Not sure where to start as once a user is registered they are automatically logged in. I dont want that. I have whipped up sendgrid and that works, just need to know how to implement Accounts.verifyEmail(token, callback):
// using react
formSubmit(){
Accounts.createUser('foo@bar.com', 'password');
// where to verify, prevent from logging in until verified?
}
Accounts.validateLoginAttempt(function(options) {
/* options:
type (String) The service name, such as "password" or "twitter".
allowed (Boolean) Whether this login is allowed and will be successful.
error (Error) When allowed is false, the exception describing why the login failed.
user (Object) When it is known which user was attempting to login, the Meteor user object.
connection (Object) The connection object the request came in on.
methodName (String) The name of the Meteor method being used to login.

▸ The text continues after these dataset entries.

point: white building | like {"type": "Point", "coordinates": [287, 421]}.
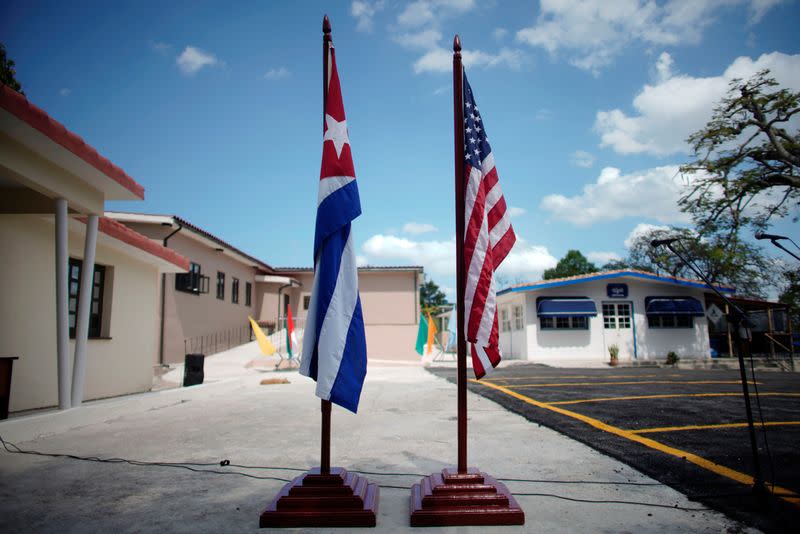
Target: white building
{"type": "Point", "coordinates": [577, 319]}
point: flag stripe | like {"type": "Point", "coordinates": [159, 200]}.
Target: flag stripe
{"type": "Point", "coordinates": [334, 344]}
{"type": "Point", "coordinates": [488, 238]}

methodArguments (Array) An array of the arguments passed to the login method
*/
// If the login has failed, just return false.
if (!options.allowed) {
return false;
}
// Check the user's email is verified. If users may have multiple
// email addresses (or no email address) you'd need to do something
// more complex.
if (user.emails[0].verified === true) {
return true;
} else {
throw new Meteor.Error('email-not-verified', 'You must verify your email address before you can log in');
}
});
You can basically check anything inside the validateLoginAttempt callback, so do what works for you.

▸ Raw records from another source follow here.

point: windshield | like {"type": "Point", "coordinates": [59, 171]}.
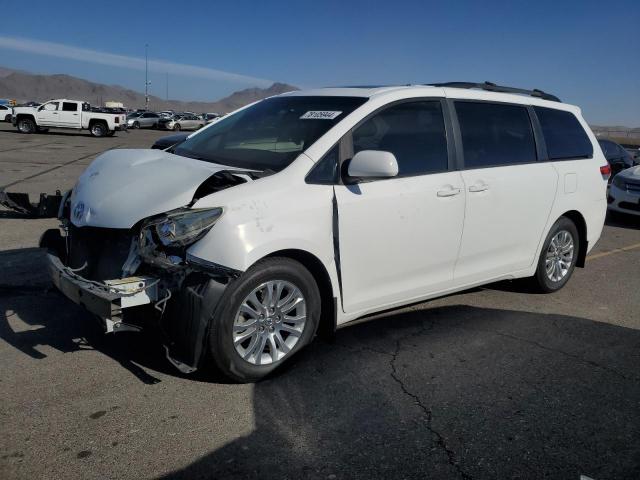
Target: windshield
{"type": "Point", "coordinates": [270, 134]}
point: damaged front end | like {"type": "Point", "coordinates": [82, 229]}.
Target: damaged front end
{"type": "Point", "coordinates": [47, 206]}
{"type": "Point", "coordinates": [143, 277]}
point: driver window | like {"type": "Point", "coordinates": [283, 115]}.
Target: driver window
{"type": "Point", "coordinates": [50, 107]}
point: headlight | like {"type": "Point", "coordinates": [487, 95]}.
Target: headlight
{"type": "Point", "coordinates": [184, 226]}
{"type": "Point", "coordinates": [619, 182]}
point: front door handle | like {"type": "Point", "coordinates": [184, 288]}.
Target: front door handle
{"type": "Point", "coordinates": [449, 193]}
{"type": "Point", "coordinates": [478, 188]}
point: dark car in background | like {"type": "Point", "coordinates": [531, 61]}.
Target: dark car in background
{"type": "Point", "coordinates": [169, 141]}
{"type": "Point", "coordinates": [619, 158]}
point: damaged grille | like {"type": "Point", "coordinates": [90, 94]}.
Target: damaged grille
{"type": "Point", "coordinates": [100, 253]}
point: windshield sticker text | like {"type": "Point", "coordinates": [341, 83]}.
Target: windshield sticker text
{"type": "Point", "coordinates": [320, 115]}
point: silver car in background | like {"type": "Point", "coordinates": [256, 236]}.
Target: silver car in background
{"type": "Point", "coordinates": [185, 121]}
{"type": "Point", "coordinates": [624, 192]}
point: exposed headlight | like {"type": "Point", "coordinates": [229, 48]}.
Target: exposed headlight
{"type": "Point", "coordinates": [619, 182]}
{"type": "Point", "coordinates": [184, 226]}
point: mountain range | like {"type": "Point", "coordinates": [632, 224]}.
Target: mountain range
{"type": "Point", "coordinates": [24, 86]}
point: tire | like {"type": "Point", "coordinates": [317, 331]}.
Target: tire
{"type": "Point", "coordinates": [26, 125]}
{"type": "Point", "coordinates": [561, 263]}
{"type": "Point", "coordinates": [99, 129]}
{"type": "Point", "coordinates": [247, 366]}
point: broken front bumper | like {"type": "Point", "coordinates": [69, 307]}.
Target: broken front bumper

We actually overwrote the Accounts.sendVerificationEmail / sendEnrollmentEmail / sendResetPasswordEmail functions so we could send with the Mandrill API, and customise the URLs. We then just have a standard IronRouter route that calls Accounts.verifyEmail when the route loads.
Inside validateLoginAttempt we check things like ‘is a user banned?’ ‘are they allowed to access this app?’. Then we do email verification in a separate part of the app (the permissions service), because we want the user to be allowed to login but with limited permissions if they haven’t validated their email address. This way we could let them configure their account or resend the verification email but not actually access any features.
I was on the right track but the user could still login then sees a message that says to click to verify. Not sure to have them be able to browse around for x time before needed to verify their email. I’ll have a think but thanks for this information.